Crecí en Carol Lynn Drive en un pequeño pueblo llamado Little Chute. No éramos pobres, pero tampoco éramos ricos. Mi papá, un pastor luterano, vestía cuello blanco. Muchos otros en nuestra cuadra llevaban el cuello azul y podían ganarse la vida decentemente en las fábricas y molinos de papel cercanos.
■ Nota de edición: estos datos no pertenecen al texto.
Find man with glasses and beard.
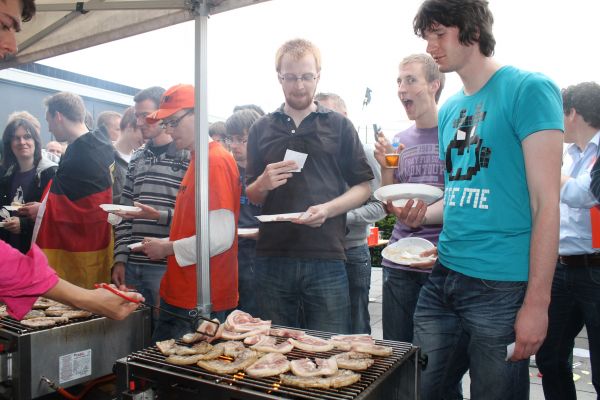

Mientras Estados Unidos enviaba empleos al extranjero gracias a acuerdos de libre comercio como el TLCAN, y los líderes políticos ponían a las corporaciones y a Wall Street en el asiento del conductor de nuestra economía, vi a estas mismas familias luchar y sus sueños oscurecerse. Aprendí dos lecciones mientras crecía. La importancia de servir a su prójimo y la importancia de las familias trabajadoras y cómo necesitan un defensor; alguien que los defienda contra los grandes intereses adinerados. Lo vimos en megacorporaciones como International Paper que reventaron sindicatos y se beneficiaron generosamente del sudor y las lágrimas de mis vecinos.
Pero sus dificultades no fueron un accidente: el Senado de los EE. UU. ahora está compuesto por dos tercios de millonarios como Ron Johnson, que ignoran por completo a los trabajadores y, en cambio, responden al comando de los intereses especiales corporativos y los donantes multimillonarios.